The transport properties of nanoparticles in complex confined media play a significant role in the processing of advanced polymer nanocomposites. In polymer nanocomposite processing, nanoparticles suspended in polymer resins must be efficiently dispersed to obtain optimal mechanical, electrical, thermal, and/or optical properties and eliminate stress concentrators. Here, we investigate the diffusion and dispersion of nanoparticles in solutions of unentangled polyelectrolytes as a model system in which to understand the coupling between particle and polymer dynamics in flow conditions representative of those encountered during nanocomposite processing.

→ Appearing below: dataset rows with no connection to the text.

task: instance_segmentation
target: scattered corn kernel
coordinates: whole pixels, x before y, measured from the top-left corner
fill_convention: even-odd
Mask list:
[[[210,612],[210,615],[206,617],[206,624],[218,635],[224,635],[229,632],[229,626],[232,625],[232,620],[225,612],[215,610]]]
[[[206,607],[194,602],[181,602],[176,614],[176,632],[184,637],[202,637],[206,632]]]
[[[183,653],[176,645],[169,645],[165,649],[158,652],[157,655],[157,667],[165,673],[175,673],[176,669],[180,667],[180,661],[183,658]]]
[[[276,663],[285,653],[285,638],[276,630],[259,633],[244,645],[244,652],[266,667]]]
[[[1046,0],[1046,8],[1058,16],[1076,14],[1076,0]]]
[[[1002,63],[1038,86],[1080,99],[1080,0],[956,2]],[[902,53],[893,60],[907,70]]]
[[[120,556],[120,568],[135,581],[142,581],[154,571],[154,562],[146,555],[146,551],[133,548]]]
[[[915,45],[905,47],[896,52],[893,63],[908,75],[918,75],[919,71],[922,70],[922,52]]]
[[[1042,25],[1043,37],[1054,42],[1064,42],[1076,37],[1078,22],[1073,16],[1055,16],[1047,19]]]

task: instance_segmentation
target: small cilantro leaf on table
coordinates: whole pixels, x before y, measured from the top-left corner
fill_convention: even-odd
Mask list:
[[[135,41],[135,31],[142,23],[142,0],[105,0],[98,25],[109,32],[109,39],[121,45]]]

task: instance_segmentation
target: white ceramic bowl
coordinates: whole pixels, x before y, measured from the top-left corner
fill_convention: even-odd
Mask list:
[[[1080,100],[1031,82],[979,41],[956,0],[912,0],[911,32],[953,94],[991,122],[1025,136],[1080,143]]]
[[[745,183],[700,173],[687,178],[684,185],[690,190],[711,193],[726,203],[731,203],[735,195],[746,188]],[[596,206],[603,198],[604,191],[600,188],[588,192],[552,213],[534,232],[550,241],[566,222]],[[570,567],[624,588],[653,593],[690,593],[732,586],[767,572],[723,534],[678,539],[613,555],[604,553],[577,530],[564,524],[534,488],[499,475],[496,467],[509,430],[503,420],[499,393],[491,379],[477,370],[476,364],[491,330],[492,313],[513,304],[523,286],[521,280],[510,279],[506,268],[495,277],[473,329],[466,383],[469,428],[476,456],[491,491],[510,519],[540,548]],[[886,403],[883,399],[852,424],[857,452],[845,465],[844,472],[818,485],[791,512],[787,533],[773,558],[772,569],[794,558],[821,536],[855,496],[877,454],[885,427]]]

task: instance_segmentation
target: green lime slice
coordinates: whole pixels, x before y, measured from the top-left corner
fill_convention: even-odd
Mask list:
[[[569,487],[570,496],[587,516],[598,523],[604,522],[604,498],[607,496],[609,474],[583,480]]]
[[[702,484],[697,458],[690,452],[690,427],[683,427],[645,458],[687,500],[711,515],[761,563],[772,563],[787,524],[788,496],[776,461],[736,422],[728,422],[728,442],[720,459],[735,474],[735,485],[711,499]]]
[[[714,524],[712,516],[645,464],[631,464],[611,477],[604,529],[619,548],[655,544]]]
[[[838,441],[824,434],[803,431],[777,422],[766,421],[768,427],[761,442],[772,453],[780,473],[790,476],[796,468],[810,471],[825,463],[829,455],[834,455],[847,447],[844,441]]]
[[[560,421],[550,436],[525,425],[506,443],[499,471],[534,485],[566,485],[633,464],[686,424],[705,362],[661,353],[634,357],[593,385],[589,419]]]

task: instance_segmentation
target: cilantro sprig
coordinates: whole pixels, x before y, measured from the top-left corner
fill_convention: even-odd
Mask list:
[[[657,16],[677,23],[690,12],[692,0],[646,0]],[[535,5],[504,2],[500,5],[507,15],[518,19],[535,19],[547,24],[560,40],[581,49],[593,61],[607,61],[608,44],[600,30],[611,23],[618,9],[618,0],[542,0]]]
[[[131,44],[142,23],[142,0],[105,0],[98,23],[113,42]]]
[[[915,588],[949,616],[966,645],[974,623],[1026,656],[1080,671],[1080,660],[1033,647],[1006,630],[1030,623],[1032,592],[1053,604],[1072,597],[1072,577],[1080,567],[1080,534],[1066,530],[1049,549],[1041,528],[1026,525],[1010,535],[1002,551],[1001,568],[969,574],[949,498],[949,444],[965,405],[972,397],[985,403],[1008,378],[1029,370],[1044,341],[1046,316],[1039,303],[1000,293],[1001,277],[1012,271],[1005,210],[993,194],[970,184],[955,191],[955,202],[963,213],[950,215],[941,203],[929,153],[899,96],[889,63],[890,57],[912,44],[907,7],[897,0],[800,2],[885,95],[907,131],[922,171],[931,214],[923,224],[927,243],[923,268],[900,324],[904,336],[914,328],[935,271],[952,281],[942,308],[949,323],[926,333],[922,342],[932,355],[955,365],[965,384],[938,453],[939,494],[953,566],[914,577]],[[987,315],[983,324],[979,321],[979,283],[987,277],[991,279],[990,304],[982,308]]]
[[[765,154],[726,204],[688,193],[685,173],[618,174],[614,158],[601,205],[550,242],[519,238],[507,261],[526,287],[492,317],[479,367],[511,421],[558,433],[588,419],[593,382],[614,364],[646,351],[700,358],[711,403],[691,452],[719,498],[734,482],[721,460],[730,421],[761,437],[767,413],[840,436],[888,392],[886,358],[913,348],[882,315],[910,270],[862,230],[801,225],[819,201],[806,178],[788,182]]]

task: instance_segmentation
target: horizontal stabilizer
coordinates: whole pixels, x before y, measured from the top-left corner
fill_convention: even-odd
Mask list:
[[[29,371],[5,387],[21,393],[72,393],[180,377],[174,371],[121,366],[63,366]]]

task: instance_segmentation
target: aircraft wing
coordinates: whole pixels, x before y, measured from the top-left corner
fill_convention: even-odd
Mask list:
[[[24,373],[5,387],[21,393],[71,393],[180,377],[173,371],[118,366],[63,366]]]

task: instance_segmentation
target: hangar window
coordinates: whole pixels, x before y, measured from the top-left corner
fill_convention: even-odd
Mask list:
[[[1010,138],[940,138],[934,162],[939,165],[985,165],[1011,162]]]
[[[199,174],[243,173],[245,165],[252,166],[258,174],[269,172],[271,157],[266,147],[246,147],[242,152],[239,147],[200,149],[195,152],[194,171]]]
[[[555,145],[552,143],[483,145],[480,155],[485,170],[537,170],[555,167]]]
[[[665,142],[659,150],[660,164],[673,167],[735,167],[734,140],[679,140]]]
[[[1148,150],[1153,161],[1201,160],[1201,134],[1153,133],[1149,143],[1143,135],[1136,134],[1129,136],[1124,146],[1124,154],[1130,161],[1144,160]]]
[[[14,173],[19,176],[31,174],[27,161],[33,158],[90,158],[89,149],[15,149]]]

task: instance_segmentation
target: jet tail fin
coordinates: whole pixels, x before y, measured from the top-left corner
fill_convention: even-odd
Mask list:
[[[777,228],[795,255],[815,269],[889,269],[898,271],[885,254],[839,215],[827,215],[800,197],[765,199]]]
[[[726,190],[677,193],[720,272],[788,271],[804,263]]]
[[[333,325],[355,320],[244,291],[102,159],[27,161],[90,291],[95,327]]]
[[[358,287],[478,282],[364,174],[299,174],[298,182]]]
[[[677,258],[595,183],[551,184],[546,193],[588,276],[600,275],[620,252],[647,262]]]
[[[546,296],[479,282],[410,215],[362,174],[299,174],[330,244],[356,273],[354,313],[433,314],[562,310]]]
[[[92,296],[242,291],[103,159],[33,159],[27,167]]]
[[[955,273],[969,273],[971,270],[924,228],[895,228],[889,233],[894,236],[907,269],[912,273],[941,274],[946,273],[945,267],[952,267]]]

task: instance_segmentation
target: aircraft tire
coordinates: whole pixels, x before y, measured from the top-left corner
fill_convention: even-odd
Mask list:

First, we measure the long-time quiescent diffusivity of fluorescent polystyrene nanoparticles in dilute and semidilute solutions of partially hydrolyzed polyacrylamide. At short time scales, the particles exhibit subdiffusive behavior, as characterized by sublinear scaling of the mean-square displacement with time. On long time scales, the particles exhibit Fickian diffusion from which the diffusivities are extracted. Whereas diffusivities of the large particle agree with predictions using the Stokes-Einstein equation and bulk zero-shear viscosity, the smaller particles diffuse much faster than predicted. To capture the particle- and polymer-size dependence of the long-time diffusivity, we propose a model in which particles diffuse in a matrix with relaxing constraints caused by the diffusion of polymer segments. We derive an effective length scale that collapses the long-time diffusivities onto a single curve and cleanly captures a smooth crossover to bulk behavior when the particles are much larger than the polymer chains. Furthermore, the effective length scale controls the crossover time scale between subdiffusive and Fickian behavior for all particle sizes and polymer concentrations. These results demonstrate that polymer mobility controls the size-dependent deviations from Stokes-Einstein behavior for nanoparticles diffusing in unentangled polymer solutions

Second, we visualize transport of nanoparticles suspended in Newtonian and non-Newtonian solutions through porous media using confocal microscopy. We flow nanoparticles suspended in glycerol-water mixtures or in solutions of unentangled polyelectrolytes through porous media of varying pore size. Both the longitudinal and transverse distributions of normalized velocities scale onto master curves, which are independent of solution viscoelasticity, pore size, and flow properties. Although the polymer elasticity may affect the time over which the dispersion coefficients approach asymptotic limits, the long-time (asymptotic) dispersion coefficients of nanoparticles in both the longitudinal and transverse directions scale onto master curves as a function of the Péclet number characterizing the flows, again independent of viscoelasticity, pore size, and flow properties. These results suggest that flow through rigid porous media, such as matrix fibers in certain polymer nanocomposites, may “break” the non-Newtonian characteristics of a complex polymeric solution.